De entrada, tropecé con un ejemplar de la Revista de los Vigilantes Nocturnos de Arras (publicada, en efecto, por una corporación de vigilantes nocturnos) donde venía una antología bárbara bastante ilustrativa y meticulosa. Bajo el subtítulo Cuando la afición deviene profesión aparecían textos de Delorme. Un poeta menor, pensé, sin la necrosis de las Bellas Letras. Luego, dos o tres días después, leí su artículo-manifiesto titulado La afición a escribir, que daba forma a su nueva literatura. Según Delorme había que fundirse con las obras maestras. Esto se conseguía de una manera harto curiosa: defecando sobre las páginas de Stendhal, masturbándose y desparramando el semen sobre las páginas de Gautier o Banville, vomitando sobre las páginas de Daudet, orinándose sobre las páginas de Lamartine, haciéndose cortes con hojas de afeitar y salpicando de sangre las páginas de Balzac o Maupassant; sometiendo, en fin, a los libros a un proceso de desacralización y cercanía que rompía todas las barreras impuestas por la cultura, la academia y la técnica.
Me encantó. Me gustó tanto que lo leí tres veces. ¿Quién es este Raoul Delorme?, me pregunté, ¿y dónde ha estado escondido? ¿Cómo un sujeto con una edad tan ridícula (Delorme tenía treinta y tres años al escribir el libro) había conseguido hacer una obra tan perfecta? Porque hay que decirlo: La afición a escribir es un tratado de más de quinientas páginas sobre la angustia de las influencias literarias. Y en su interior uno encuentra cosas como la siguiente: “Los escritores todos” —apunta Delorme—, “ya sea por hábito histórico, por fatalidad o por decisión propia, son siempre caníbales: se devoran unos a otros. En general, no leen los libros: se los comen como Saturno a sus hijos; sus digestiones son prolongadas y, en la mayoría de los casos, el riesgo consiste en que esa misma fuerza devorada los empacha y anula, los afantasma”. (Esta lucidez, en los años sesenta —una década antes de la publicación de The Anxiety of Influence, el muy publicitado ensayo de Harold Bloom—, le costó a Delorme el anatema y el “olvido” de la llamada Escuela de Yale).
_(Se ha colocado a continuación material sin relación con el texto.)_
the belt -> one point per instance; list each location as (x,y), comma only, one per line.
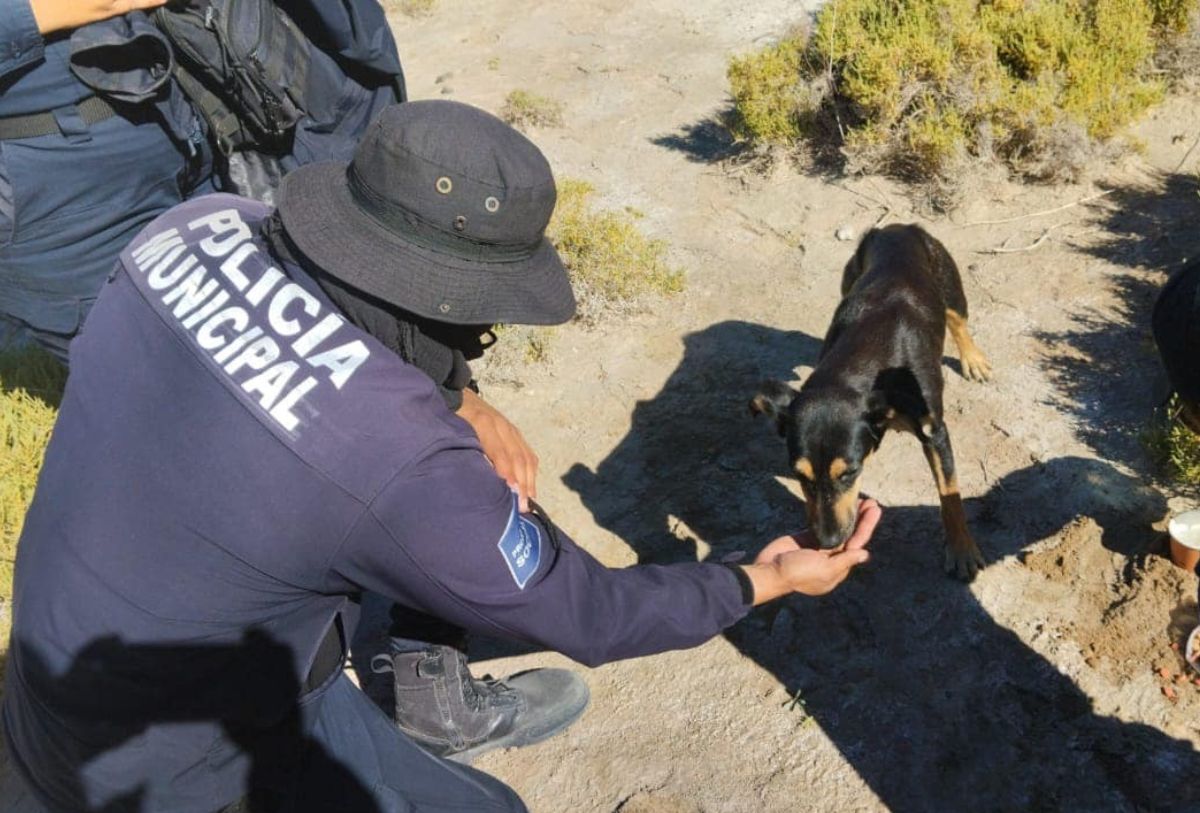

De manera análoga, el libro de Harold Bloom es embarazoso de leer tan pronto como uno reconoce que todos y cada uno de los juicios que emite son reflejos de La afición a escribir y de la “teoría del fracaso” de Raoul Delorme. La teoría en esencia postula que la influencia literaria está basada en la relación padre / hijo. El precursor es el padre, el efebo el hijo. Un hijo recibe de su padre la vida, la educación, la formación de su carácter. Pero hay un punto en el que el hijo debe independizarse, tomar las riendas de su destino, dotarse de una identidad propia. Si no lo hace, corre el peor de los riesgos: no existir como individuo, ser apenas una sombra, un pálido reflejo de su padre. Examinemos, casi al azar, algunos ejemplos de la “teoría del fracaso”.
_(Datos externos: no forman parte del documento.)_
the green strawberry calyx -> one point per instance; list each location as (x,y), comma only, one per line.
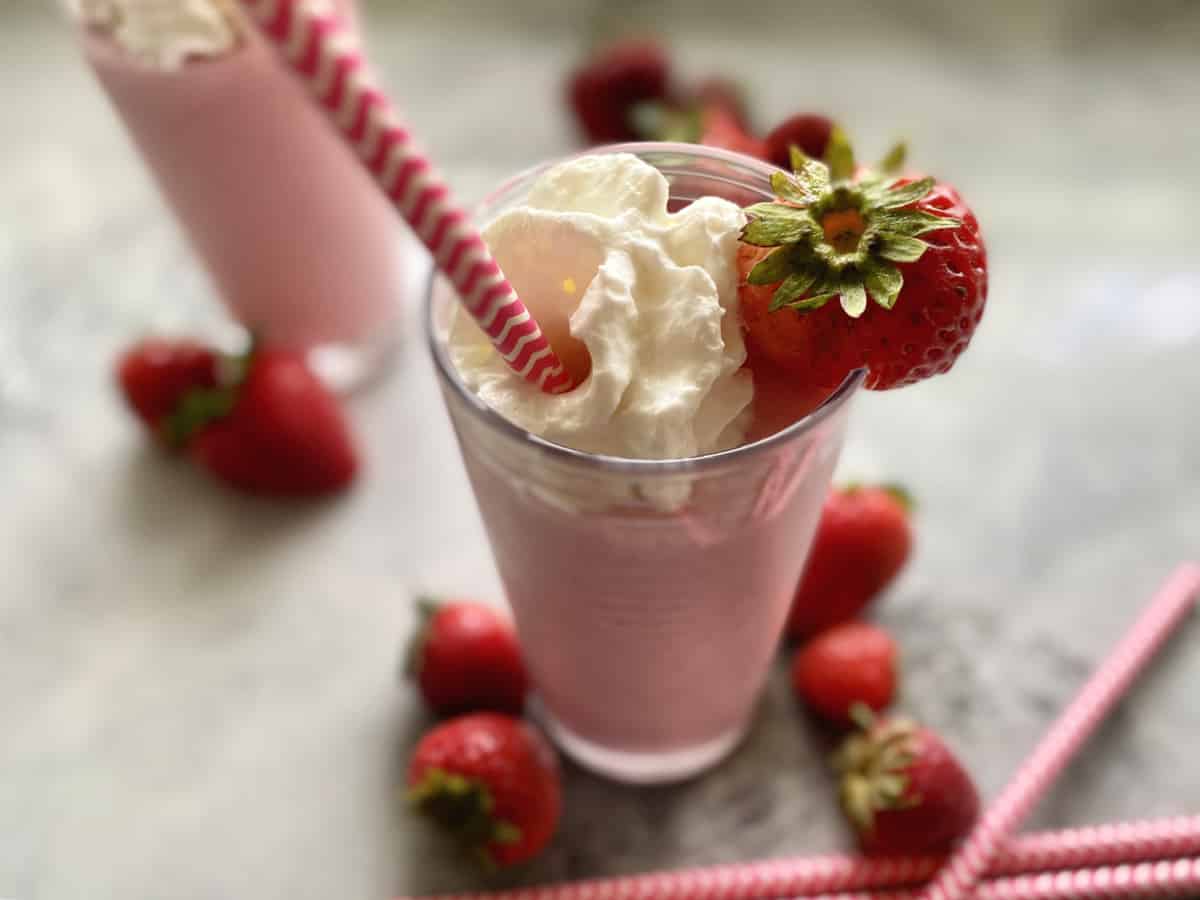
(839,232)
(414,653)
(465,808)
(201,407)
(874,766)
Entre las historias de hijos de escritores célebres a los que se considera víctimas del talento de sus padres, destacan, por el misterio que las rodea, las de Lucía y Giorgio, hijos del autor del Ulises. Educados a la sombra de uno de los maestros modernos de la forma, Giorgio optó por la música y Lucía por la danza y la escritura. Pero acabaron por sucumbir respectivamente al alcoholismo y a la hebefrenia. Tomemos el segundo caso: Lucía Joyce. Retraída y enfermiza desde la infancia, sabemos que Lucía no escribió deliberadamente sino inducida por su padre. Echando por la borda su objetividad, Richard Ellman, uno de los principales biógrafos de James Joyce, no sin argumentos enfáticos y confusos que mezclan de manera imprudente los aspectos psiquiátricos y literarios del problema, parece aceptar la pretensión demencial del autor irlandés de que únicamente él es capaz de curar a su hija mediante el ejercicio de la escritura. Entonces, para corregir esa neurosis juvenil Joyce concibe el Finnegans Wake, otra de las aplicaciones del psicoanálisis como técnica narrativa. Una sola vez, que sepamos, Joyce le mostró a Carl Jung los textos de Lucía alegando que su hija escribía lo mismo que él. También fue célebre el dictamen de Jung: “Pero allí donde usted nada, ella se ahoga”. Lucía terminó psicótica; solo Samuel Beckett, quién durante algún tiempo fue secretario de su padre —y la rechazara tras haber sido su amante por un período de dos años—, y Harriet Weaver, la editora de Joyce, la visitaron en el sanatorio de St. Andrew´s donde murió como Anna Livia al final de Finnegans Wake: “sola en su soledad”.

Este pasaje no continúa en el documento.